Making the decision to apply to adopt, especially as a single person, was a life changing decision.
Louisa describes her journey to win equal maternity rights for adoptive parents in Dorset
Having worked for the County Council Children’s Services for the past 17 years, including in social work, adoption felt like the right fit for me.
One of my first considerations was to look at how I would cope financially. As a manager of several Sure Start Children’s Centres and having several staff on maternity leave, I was aware that the occupational element of maternity pay would certainly help me financially to take a year off to bond and settle with my new arrival when an adoption match was made.
It was at this point that I discovered that Dorset did not pay the occupational element to adoptive parents; you were only entitled to ‘maternity pay’ if you have a birth child. This was an utter shock and surprise as almost all statutory pay and employments rights relating to maternity and adoption leave are the same. Convinced it was an error, I contacted Amanda Brown at UNISON, who linked me with the Women’s Advisor in our branch of the union, Becky Brookman.

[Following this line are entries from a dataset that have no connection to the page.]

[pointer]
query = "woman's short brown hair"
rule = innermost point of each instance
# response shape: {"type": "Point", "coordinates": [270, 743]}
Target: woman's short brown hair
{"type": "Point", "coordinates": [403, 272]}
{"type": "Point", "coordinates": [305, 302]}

It wasn’t an error. UNISON too were surprised that such a a distinction was made and looking into this Becky found out that no other public sector organisation in the whole of the South of England made this distinction between adoptive new parents and those having birth children. This was a huge blow for me as it meant that I could not possibly afford to adopt a child at all; I was devastated, with a mortgage and bills to pay – there was no way I could afford to adopt.
UNISON were brilliant and raised the issue with the County Council, and I am delighted to say that after a year of championing the policy has now changed!
When I heard the news – it was very emotional! Any parent adopting who works for the County Council will now be entitled to the same pay as those who have birth children. I am delighted to say that I am now progressing though with my adoption application – this change of policy has meant that I can now (hopefully!) become a parent. A massive thank you to UNISON!